Backyard Concerts — The future of live music?

Helen Ruhlin

“Live From the Hive” stage setup

Helen Ruhlin, Opinion Editor

As I meandered down a secluded Maine driveway, lawn chair under my right arm and cooler in-tow, I didn’t feel like I was headed for a concert. It had been almost a year since I’d been to a live show but somehow, four of my closest friends and I had managed to snag rare tickets to see Lady Lamb––one of my favorite artists––in a venue like no other: her own backyard.

The once blissful days of crowd surfing and mosh pits are long gone for concertgoers around the globe. Since mid-March, COVID-19 has put a halt on all in-person music gatherings resulting in some creative virtual solutions. Huge headliners like the Grateful Dead and Post Malone took to Youtube and Instagram to livestream their tunes for fans to listen from home. 

While virtual shows were enough to quell the musical hunger for some––they didn’t quite fill the void for me. The experience of attending a concert goes beyond the audio; it’s in the outfit you agonize over, the pre-concert playlist for the drive in, the overpriced weak cocktails that inevitably end up on your shirt, the secret spot where you stash your jacket to avoid coat check, and the irreplaceable maze of sweaty humans moving to the beat in unison. Concerts are uncomfortable, loud, and experiential in ways that simply cannot be recreated through a computer.

Lady Lamb first announced this idea of going “Live from the Hive,” the hive being her yard, in an Instagram post detailing the 45-person limit, COVID-protocols, and warning that tickets would go fast––and fast they went. The show was sold out within minutes of going on sale, but a friend of mine had bought them in seconds. Suddenly I became one of the lucky 45. 

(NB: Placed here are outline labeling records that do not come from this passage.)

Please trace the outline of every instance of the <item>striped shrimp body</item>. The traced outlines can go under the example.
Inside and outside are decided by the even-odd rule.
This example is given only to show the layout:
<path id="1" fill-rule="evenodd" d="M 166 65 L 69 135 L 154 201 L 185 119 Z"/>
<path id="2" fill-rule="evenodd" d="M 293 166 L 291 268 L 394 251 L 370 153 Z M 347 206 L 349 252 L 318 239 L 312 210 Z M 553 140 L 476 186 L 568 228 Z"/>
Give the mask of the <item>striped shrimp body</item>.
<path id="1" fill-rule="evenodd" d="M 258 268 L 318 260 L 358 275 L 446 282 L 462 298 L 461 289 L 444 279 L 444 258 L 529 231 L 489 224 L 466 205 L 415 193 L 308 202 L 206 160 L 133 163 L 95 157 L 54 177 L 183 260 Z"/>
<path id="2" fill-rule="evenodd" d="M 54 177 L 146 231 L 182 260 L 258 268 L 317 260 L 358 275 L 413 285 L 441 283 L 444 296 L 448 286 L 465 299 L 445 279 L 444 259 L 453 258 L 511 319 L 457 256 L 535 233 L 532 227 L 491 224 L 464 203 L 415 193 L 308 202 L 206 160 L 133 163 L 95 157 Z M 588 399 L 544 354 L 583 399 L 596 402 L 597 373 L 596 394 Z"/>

Checking into the concert at Lady Lamb’s coastal Maine home was atypical, in fact the bouncer who took our tickets was none other than her own mom. After applying some hand sanitizer and filling out a contact tracing form, we moved to the yard where masked couples and small groups were laying out blankets and folding chairs. The whole place was surrounded by trees which were illuminated by string lights hung all across the yard. A compact amplifier, microphone and couple of guitars atop a three-foot platform made up the simple rustic stage.

Folding chairs and blankets spread across the lawn of the singer-songwriter Lady Lamb. (Helen Ruhlin)

Unlike the last performance I’d seen, there was no rushing to get a close, center-stage spot, no lines to use the bathroom, no resenting of tall people for obscuring my view, and no drunk attendees sloppily falling all over the place. This was distinctively calm. 

Other guests were cordial. We exchanged a few “where are you from?”s and “how far was the drive for you?”s with those around us, but there was no real intermingling in conversation as everyone sprawled out well beyond six feet apart from one another in the grass. We all had the same view of the stage and tantamount passions for live music. Everyone seemed genuinely grateful just to be there.

Lady Lamb played solo for about an hour. Her set was mainly composed of older work from her first few albums which was quite the crowd pleaser. Attendees had the opportunity to email their top three favorite songs in advance so there was truly an anthem for all. She played fiery songs and somber melodies that made me want to carelessly sway my body and tearfully tell my friends beside me that I loved them all at the same time. I don’t think there is a word that encapsulates the way that concert made me feel. 

It felt sacred and intimate like embracing a friend I hadn’t seen in years or saying goodbye to my parents in an airport. Nonetheless it was overwhelmingly stimulating. I had heard every Lady Lamb song at least a dozen times before yet each one she played sounded like it had been written de novo––just for my ears. 

Leaving the concert gave me a familiar dreamlike sense of did that really just happen? that had been absent for months. I also left feeling like a bit of harmony had been replaced somewhere deep inside myself. 

Amidst an era plagued by isolation and fear, the need for community in the form of musical connection has never been more vital. As NPR stated in an article covering a similar kind of secret roof-top concert in Philadelphia, “Shows like this are a rare, if imperfect, bright spot for the independent live music industry, which currently sits, like so many, on the brink of catastrophe.” 

We cannot predict what the future holds for live music, but if the new norm looks anything like a backyard concert––I’m all for it.